Le conseil d’administration a été élargi, et compte une personne de plus, soit 14 membres exerçant leur fonction à titre accessoire. En dépit d’une indemnité globale plus élevée, l’écart salarial s’est donc réduit de 9,4 pour cent pour se situer à 1 sur 10.
D’importants changements ont été enregistrés au sein de la direction du groupe de Credit Suisse. Cinq membres ont quitté le navire au cours de 2012. Private Banking et Wealth Management (y compris Asset Management) ont fusionné et sont désormais dirigés conjointement par Hans-Ulrich Meister et Robert S. Shafir. À l’avenir, la banque d’investissement (Investment Bank) devrait, elle aussi, être dirigée conjointement par deux membres de la direction du groupe.

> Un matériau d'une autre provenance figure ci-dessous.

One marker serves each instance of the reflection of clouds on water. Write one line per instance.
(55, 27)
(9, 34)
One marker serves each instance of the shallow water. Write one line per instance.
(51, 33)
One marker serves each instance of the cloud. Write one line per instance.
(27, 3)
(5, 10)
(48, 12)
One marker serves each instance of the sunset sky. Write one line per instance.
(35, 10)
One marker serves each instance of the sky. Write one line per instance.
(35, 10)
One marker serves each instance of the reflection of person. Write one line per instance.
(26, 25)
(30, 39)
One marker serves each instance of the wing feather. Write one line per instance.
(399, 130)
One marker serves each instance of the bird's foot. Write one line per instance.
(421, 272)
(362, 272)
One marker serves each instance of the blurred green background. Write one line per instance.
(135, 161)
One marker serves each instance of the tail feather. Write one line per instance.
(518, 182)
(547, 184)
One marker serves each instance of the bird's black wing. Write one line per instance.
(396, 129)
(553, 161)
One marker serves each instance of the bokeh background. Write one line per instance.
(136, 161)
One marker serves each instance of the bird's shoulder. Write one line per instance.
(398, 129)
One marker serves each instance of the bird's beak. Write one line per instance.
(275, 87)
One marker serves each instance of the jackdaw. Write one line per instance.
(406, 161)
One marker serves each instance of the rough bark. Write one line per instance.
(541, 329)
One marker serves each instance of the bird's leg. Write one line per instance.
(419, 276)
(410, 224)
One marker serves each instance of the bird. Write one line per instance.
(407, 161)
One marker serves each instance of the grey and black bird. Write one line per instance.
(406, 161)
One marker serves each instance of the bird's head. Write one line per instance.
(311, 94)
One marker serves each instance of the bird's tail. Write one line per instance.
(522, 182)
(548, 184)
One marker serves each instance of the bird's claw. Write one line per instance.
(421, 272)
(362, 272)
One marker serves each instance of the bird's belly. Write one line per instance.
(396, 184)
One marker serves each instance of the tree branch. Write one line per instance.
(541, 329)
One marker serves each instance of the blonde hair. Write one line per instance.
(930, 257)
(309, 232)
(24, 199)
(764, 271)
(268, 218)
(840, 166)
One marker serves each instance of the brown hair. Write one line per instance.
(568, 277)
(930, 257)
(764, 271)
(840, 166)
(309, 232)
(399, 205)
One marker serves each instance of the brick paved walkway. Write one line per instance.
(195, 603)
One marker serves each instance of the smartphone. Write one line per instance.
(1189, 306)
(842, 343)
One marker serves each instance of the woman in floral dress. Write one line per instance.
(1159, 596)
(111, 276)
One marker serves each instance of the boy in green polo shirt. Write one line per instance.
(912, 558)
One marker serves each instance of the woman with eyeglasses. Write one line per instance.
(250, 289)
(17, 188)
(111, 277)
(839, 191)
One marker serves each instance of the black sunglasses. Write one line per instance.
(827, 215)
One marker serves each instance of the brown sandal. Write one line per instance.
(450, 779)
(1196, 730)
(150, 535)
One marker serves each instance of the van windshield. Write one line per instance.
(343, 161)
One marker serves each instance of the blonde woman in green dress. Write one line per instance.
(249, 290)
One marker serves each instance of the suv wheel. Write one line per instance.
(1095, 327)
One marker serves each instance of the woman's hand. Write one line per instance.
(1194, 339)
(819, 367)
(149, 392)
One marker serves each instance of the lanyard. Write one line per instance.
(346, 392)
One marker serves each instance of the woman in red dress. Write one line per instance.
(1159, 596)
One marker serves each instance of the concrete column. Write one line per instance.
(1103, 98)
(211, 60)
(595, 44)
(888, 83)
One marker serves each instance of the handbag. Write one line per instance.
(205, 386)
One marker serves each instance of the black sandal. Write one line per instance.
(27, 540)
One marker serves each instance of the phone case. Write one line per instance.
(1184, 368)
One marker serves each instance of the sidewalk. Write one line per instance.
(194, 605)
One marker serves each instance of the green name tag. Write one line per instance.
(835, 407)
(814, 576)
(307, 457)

Comme l’année précédente, c’est Robert S. Shafir qui a touché l’indemnité globale la plus élevée versée par Credit Suisse. Après avoir reçu 8,5 millions de francs l’année précédente, il s’est vu attribuer en 2012 au total 10,59 millions de francs (plus 24,6 pour cent). L’écart salarial le plus important chez CS s’est ainsi creusé de 18 pour cent, pour se situer à 1 sur 191.
Après le recul massif de la rémunération de Brady Dougan en 2011, son indemnité globale a de nouveau augmenté cette année de 33,5 pour cent pour atteindre 7,77 millions de francs. Cette hausse est due principalement à la contre-valeur plus élevée des actions qui lui sont attribuées. Déjà, la tendance constatée au cours de l’an dernier visant à verser des rémunérations plus raisonnables aux dirigeants s’est de nouveau inversée. L’écart entre le salaire de B. Dougan et le salaire le plus bas de CS a augmenté de 26,5 pour cent et se situe à 1 sur 140.
Les salaires des onze autres membres de la direction du groupe ne sont pas communiqués individuellement. En moyenne, ils gagnent chacun près de 5,7 millions de francs, ce qui correspond à un écart salarial de 1 sur 105 (plus 3,4 pour cent).
Les actionnaires n’entreprennent rien
En 2012, en dépit d’importantes mesures d’économies et de restructuration – les deux grandes banques suisses ont supprimé plus de 2000 emplois à temps complet –, les deux groupes ont de nouveau distribué des rémunérations élevées à leurs dirigeants. Les nouveaux programmes de bonus des banques ne prévoient pas de baisser fondamentalement les rémunérations de leurs dirigeants, mais renouent plutôt facilement avec les anciens programmes. Cette évolution en direction d’une hausse des salaires des dirigeants n’est guère freinée par la seule initiative Minder. Lors des assemblées générales de cette année, les actionnaires ont été nettement plus nombreux que l’année précédente à approuver, lors d’un vote consultatif, le rapport sur les indemnités. Chez UBS, 82,5 pour cent des actionnaires ont approuvé le rapport sur les indemnités. L’année précédente, ils n’avaient été que 60 pour cent. Chez CS, l’approbation était même de 88 pour cent par rapport à 67,6 pour cent l’année précédente.
De nouvelles mesures politiques sont nécessaires afin de stopper cette évolution ou de l’inverser.